Do a set of vertices uniquely determine a polytope

Question

The question in title arises because I am trying to prove that a polytope is the convex hull of its vertices, i.e., $\mathcal{P}=conv(V)$. Here is how far I have got.

Convex hull of a finite set of vectors is a polytope. So for $v_1,…,v_k$, $\mathcal{Q}=conv(v_1,…v_k)$ is a polytope and I can show that for this polytope, $\mathcal{Q}$, $v_i$ must be vertices for all $i$. So I now know that if I take convex hull of a set of vectors, I get a polytope whose vertices are those vectors. But I require that vertices determine a polytope uniquely or else I cannot complete my proof. Is this true and if not, how do I prove that a polytope is convex hull of its vertices?

Answer 1

Yes, in general this is how one defines a convex polytope. In general, a convex polytope is defined as the convex hull of a finite set (of vertices), page 14:

Def: A convex polytope $P\subset \mathbb{R}^n$, or symply a polytope, is defined as the convex hull of a non empty finite set $\{x_1,\dots,x_q\}$

So maybe you should provide the definition of convex polytopes that you are using. There another way to characterize a convex polytope $P$. Which is by means of a finite set of inequalities. Some times this is refered as the H-V theorem were H stands for half-spaces and V for vertices.

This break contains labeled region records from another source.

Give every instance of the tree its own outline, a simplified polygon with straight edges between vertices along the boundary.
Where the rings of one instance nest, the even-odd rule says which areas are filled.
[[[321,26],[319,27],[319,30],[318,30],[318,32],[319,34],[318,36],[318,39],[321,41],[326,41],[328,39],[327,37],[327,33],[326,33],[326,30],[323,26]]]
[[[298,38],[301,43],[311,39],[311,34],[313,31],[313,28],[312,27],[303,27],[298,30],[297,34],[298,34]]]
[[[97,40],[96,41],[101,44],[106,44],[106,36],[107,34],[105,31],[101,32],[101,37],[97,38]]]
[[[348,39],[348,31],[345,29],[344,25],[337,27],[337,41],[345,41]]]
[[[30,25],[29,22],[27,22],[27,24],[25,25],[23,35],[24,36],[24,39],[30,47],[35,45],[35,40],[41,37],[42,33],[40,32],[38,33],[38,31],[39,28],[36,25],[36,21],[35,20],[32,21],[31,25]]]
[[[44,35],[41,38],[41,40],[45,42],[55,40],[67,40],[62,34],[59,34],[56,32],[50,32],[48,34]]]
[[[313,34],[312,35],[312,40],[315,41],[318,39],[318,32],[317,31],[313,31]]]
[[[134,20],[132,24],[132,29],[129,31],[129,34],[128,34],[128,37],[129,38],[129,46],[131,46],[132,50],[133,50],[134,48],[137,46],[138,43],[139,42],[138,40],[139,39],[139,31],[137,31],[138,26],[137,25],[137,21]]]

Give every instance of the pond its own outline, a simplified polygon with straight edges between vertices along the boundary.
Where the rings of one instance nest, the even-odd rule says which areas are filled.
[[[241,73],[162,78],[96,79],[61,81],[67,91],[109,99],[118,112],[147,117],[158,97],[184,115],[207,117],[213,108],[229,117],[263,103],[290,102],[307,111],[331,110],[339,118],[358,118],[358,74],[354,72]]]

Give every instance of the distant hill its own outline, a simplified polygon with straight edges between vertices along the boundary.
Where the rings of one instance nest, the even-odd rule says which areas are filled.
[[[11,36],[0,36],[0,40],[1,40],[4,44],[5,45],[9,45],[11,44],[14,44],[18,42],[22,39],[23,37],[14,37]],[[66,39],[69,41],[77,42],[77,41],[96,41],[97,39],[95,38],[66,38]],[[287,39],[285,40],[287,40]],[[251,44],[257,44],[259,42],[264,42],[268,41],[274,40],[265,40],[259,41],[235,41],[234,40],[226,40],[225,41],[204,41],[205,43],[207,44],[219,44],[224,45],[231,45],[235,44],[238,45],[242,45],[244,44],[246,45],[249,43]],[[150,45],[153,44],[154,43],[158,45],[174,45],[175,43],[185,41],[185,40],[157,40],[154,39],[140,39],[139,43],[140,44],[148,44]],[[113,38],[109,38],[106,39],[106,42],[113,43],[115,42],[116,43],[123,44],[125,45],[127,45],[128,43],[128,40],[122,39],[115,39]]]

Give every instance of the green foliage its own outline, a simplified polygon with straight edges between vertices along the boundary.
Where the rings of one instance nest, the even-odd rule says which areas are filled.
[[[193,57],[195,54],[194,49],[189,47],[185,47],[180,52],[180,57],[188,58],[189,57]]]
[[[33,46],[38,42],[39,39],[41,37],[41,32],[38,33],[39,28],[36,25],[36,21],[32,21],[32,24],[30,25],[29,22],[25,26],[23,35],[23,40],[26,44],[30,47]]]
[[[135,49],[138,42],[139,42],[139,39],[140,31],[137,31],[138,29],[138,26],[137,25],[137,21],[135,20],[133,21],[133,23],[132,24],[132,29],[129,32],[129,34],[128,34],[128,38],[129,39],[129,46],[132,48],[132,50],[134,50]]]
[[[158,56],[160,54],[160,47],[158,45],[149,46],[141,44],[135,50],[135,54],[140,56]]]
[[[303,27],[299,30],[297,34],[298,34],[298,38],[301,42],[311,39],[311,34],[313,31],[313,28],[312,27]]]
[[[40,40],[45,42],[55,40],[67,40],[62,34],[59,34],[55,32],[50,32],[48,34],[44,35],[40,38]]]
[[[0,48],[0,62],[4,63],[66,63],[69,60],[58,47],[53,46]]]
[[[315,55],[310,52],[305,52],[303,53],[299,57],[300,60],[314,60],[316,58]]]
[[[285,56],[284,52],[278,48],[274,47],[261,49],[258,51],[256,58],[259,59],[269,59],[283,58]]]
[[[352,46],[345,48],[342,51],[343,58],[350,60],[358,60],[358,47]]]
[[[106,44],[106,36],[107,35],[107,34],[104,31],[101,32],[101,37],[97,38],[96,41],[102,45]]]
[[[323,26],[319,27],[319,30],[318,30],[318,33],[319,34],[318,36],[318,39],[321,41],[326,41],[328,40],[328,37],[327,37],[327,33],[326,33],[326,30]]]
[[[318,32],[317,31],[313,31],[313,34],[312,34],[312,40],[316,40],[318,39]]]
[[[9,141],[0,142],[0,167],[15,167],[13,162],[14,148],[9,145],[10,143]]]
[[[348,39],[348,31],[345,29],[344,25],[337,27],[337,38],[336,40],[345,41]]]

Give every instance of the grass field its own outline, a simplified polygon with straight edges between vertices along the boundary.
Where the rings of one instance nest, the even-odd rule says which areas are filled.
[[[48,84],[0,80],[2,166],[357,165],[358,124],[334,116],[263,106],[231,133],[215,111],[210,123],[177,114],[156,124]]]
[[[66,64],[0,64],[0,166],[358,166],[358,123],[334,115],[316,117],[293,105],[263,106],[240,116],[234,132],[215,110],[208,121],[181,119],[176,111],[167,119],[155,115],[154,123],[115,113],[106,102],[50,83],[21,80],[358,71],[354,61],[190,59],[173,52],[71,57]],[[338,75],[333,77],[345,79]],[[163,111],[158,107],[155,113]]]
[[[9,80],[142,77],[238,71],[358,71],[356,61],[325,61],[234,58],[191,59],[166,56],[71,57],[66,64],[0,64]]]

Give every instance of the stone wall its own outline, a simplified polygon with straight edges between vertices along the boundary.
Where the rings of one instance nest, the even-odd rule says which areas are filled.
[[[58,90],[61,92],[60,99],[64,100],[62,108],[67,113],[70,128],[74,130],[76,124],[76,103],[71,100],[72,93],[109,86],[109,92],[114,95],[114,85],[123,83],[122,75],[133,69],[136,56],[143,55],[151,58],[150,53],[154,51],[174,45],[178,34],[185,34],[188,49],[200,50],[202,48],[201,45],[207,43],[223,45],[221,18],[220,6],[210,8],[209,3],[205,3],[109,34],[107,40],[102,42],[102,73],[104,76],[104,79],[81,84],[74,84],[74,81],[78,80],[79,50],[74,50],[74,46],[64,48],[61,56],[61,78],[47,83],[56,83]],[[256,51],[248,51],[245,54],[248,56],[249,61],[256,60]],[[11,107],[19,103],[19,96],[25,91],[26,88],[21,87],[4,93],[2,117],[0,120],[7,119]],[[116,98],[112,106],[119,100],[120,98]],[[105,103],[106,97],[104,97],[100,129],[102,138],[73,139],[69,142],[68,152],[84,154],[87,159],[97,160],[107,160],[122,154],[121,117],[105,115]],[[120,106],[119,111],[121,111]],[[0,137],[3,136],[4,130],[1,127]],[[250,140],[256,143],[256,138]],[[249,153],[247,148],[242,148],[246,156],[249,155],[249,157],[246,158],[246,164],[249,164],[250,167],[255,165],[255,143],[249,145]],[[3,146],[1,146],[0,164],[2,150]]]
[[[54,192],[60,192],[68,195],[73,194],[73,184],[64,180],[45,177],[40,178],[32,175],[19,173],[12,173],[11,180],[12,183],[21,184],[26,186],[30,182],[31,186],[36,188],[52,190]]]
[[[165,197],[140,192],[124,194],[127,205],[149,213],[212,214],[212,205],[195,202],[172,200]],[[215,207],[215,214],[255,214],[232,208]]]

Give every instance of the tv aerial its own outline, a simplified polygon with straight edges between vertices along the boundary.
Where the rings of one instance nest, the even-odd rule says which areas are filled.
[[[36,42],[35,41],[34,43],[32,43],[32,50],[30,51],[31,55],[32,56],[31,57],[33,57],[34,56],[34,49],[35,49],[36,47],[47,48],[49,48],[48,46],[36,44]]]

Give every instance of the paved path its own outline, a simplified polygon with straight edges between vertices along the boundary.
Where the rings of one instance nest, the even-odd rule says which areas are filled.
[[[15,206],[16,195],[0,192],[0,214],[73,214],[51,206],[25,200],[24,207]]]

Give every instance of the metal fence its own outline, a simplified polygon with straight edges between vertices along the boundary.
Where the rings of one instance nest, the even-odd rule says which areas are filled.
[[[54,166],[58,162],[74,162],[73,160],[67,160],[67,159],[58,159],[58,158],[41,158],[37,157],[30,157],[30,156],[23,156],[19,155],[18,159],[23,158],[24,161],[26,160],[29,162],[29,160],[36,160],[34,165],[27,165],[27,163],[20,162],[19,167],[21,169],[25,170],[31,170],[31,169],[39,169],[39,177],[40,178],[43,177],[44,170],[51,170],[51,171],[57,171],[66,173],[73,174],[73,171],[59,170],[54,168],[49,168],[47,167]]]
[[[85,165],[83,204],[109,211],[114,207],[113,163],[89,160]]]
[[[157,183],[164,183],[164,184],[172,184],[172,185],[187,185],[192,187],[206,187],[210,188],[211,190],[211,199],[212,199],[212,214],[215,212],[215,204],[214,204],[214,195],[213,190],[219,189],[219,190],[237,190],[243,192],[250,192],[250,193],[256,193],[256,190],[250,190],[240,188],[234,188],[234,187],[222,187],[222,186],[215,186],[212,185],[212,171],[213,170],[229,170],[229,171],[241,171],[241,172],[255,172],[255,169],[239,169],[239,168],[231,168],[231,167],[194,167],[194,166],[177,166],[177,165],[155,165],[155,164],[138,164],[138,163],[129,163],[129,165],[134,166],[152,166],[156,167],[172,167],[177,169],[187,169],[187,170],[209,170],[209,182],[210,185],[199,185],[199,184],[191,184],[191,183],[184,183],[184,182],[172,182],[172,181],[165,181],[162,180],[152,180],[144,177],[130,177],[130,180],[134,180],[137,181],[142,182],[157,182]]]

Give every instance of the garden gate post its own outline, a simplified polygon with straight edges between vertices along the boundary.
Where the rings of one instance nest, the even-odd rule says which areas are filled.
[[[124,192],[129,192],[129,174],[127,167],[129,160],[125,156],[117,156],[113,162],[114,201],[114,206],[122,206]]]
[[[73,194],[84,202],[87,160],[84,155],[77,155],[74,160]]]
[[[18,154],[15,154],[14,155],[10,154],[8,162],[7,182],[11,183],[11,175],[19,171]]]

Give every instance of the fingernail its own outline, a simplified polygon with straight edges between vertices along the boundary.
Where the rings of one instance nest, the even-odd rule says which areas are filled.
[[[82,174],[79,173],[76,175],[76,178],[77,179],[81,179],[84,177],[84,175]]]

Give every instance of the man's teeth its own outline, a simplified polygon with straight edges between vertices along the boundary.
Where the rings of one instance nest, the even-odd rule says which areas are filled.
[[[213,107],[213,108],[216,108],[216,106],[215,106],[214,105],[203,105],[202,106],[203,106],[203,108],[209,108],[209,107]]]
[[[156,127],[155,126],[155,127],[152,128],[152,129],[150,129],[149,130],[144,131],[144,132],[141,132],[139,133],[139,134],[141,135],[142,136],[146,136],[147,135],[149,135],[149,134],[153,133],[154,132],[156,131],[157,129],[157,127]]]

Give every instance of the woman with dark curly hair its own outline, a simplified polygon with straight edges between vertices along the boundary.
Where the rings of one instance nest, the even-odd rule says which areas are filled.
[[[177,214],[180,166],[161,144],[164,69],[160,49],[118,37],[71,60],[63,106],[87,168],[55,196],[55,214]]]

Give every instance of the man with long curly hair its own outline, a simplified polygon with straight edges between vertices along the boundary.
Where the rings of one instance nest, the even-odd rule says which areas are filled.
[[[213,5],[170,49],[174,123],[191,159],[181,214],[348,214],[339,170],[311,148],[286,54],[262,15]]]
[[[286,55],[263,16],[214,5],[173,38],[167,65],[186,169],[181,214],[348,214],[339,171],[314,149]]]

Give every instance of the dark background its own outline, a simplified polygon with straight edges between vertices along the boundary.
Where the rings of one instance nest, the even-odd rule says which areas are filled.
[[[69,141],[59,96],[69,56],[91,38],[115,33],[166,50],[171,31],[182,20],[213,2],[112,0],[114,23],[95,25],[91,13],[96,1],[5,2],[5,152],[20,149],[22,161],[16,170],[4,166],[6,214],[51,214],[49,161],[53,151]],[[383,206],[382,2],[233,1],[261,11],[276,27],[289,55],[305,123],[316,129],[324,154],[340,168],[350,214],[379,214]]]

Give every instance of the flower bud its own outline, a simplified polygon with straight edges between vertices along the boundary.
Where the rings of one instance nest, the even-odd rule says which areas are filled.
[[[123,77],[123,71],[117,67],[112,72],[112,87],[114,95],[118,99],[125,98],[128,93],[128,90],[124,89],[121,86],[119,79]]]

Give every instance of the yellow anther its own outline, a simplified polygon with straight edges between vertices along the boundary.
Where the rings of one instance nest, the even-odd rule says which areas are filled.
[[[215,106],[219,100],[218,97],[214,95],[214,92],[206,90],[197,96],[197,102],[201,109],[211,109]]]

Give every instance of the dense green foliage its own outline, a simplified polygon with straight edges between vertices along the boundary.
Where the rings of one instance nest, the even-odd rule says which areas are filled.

Sometimes also as the Fundamental Theorem of Polytopes:

Theorem 9.2: A non-empty set $P$ of $\mathbb{R}^n$ is a (convex) polytope if, and only if, it is a bounded polyhedral set.

Polyhedral set is defined in the same text as

Def: A subset $Q$ of $\mathbb{R}^n$ is called a polyhedral set if $Q$ is the intersection of a finite number of closed halfspaces, or $Q=\mathbb{R}^n$.